Nick, any chance of posting the complaint?

It seems likely that: 1) Cappello tried to resolve the undoubtedly long-standing mounting arrears and was not successful; 2) McCaw will hire another high-priced firm to defend her delinquency, so 3) will she charge Cappello with malpractice, since Cappello hasn't been very successful in many of his various defenses (and no doubt has actually collected millions from her in the course of his representation), and she is allergic to accepting any responsibility whatsoever for all that has befallen her as a result of what she's done?

On Barry Cappello Sues Wendy McCaw

Posted on February 24 at 1:19 p.m.

Well said, Pagurus! McCaw revels in her ignorance and arrogance, flaunting her power and defying (by delaying) justice. But as MLK said, the arc of history bends toward justice, and here's a small measure of it.

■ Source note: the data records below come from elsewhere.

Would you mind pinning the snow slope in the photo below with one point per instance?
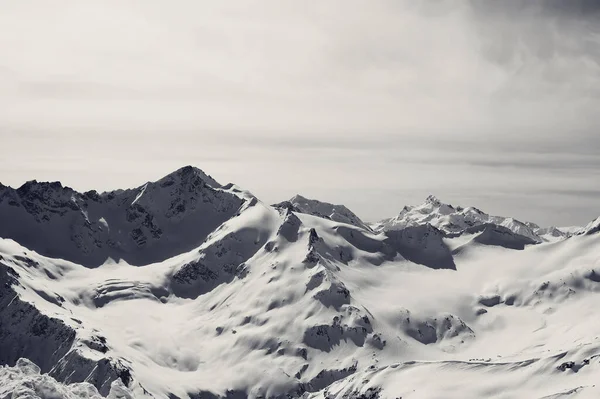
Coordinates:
(337, 213)
(273, 302)
(455, 220)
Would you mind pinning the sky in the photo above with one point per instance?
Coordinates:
(373, 104)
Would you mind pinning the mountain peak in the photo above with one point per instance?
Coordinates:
(338, 213)
(433, 200)
(187, 173)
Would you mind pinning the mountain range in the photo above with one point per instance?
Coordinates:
(186, 288)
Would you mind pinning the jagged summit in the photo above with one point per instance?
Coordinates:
(141, 225)
(188, 173)
(455, 220)
(237, 299)
(337, 213)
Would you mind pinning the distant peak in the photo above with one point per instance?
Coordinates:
(188, 172)
(298, 197)
(432, 199)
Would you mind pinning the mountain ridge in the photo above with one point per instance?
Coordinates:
(285, 301)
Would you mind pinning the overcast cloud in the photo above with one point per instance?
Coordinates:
(373, 104)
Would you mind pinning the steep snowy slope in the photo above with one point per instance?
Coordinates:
(337, 213)
(143, 225)
(275, 303)
(455, 220)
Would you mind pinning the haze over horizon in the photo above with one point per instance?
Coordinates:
(374, 106)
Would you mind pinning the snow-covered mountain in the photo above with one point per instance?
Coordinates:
(456, 220)
(235, 298)
(337, 213)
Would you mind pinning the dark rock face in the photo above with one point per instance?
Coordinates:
(423, 245)
(144, 225)
(48, 342)
(492, 234)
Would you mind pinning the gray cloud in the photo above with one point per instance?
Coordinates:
(373, 104)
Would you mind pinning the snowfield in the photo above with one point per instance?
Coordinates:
(184, 288)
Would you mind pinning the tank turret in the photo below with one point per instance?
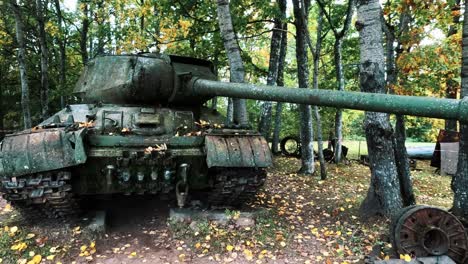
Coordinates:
(142, 79)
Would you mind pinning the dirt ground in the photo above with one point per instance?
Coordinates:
(306, 221)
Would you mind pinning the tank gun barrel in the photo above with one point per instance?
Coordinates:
(397, 104)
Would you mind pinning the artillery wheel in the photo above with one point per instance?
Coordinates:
(235, 186)
(428, 231)
(291, 146)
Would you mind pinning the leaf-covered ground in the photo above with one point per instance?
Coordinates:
(300, 220)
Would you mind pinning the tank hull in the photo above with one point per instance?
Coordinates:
(136, 150)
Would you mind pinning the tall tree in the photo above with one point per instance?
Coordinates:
(301, 12)
(44, 59)
(85, 23)
(452, 85)
(383, 197)
(397, 34)
(338, 58)
(460, 180)
(62, 42)
(235, 60)
(25, 102)
(280, 82)
(315, 84)
(264, 125)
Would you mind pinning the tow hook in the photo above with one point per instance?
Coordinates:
(182, 195)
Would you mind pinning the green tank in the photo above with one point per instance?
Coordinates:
(141, 128)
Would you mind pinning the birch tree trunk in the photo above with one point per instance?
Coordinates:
(22, 64)
(460, 180)
(452, 86)
(301, 11)
(44, 60)
(383, 197)
(264, 125)
(401, 155)
(84, 33)
(338, 59)
(280, 82)
(235, 60)
(318, 119)
(62, 43)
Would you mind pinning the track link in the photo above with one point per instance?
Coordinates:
(235, 186)
(45, 195)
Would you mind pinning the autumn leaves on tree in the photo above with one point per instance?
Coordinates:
(44, 46)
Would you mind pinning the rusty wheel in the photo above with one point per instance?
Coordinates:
(428, 231)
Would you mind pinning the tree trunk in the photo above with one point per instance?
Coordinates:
(84, 33)
(276, 131)
(22, 64)
(61, 42)
(460, 180)
(452, 86)
(301, 10)
(230, 112)
(264, 125)
(235, 60)
(401, 155)
(402, 162)
(44, 60)
(280, 82)
(338, 59)
(318, 119)
(383, 197)
(338, 47)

On Editor Wins, McCaw Loses

Posted on February 12 at 10:29 p.m.

Greg, sadly, Wendy isn't in the humanity business. As long as she can pay her lawyers to keep justice at bay and hope to thwart and frustrate her former and current staff -- even at the cost of her and their ethics -- she will. At least so far. Ultimately, that attrition strategy will fail, and time is in the final analysis not on her side. But her extraordinary resources free her to be less fair, rational or just for far longer than most.

On Court Hears Jerry Roberts Case

Posted on February 10 at 9:45 p.m.

$900,000.00 is the correct number.

On Court Hears Jerry Roberts Case

Posted on February 10 at 6:15 a.m.

Bimbo, the controversy surrounding the authority of the current NLRB members appointed at recess by the president last month does not affect the validity of the Board's decision issued last August, which is now on appeal at the DC Circuit. The delay continues, but there is hope for positive results by the end of the year. This delay -- exacerbated by the dysfunction in Washington -- is one of the major weaknesses in labor law, fully exploited by the ethically-challenged labor lawyers who work for Wendy.

On Court Hears Jerry Roberts Case

Posted on July 31 at 4:20 p.m.

This rally wasn't about calling McCaw names. It was a reminder to all that justice hasn't been served, and in effect has been denied to date, yet the people most involved remain hopeful that that will change. There is ongoing injury to the employees --those who are still working there but are denied the voice in their workplace they voted for through pervasive McCaw unfair labor practices, and those who were fired illegally -- and to the community and general public as well, which has a stake in the enforcement of federal labor law. McCaw's editorial stances are beside the point, other than the fact that her anti-union rants on her editorial page also infect her internal labor relations policy and practice. But she, no less than any employer who doesn't run a newspaper, has to obey the law of the land. When she acts on that obligation, this dispute will be over. But not until then.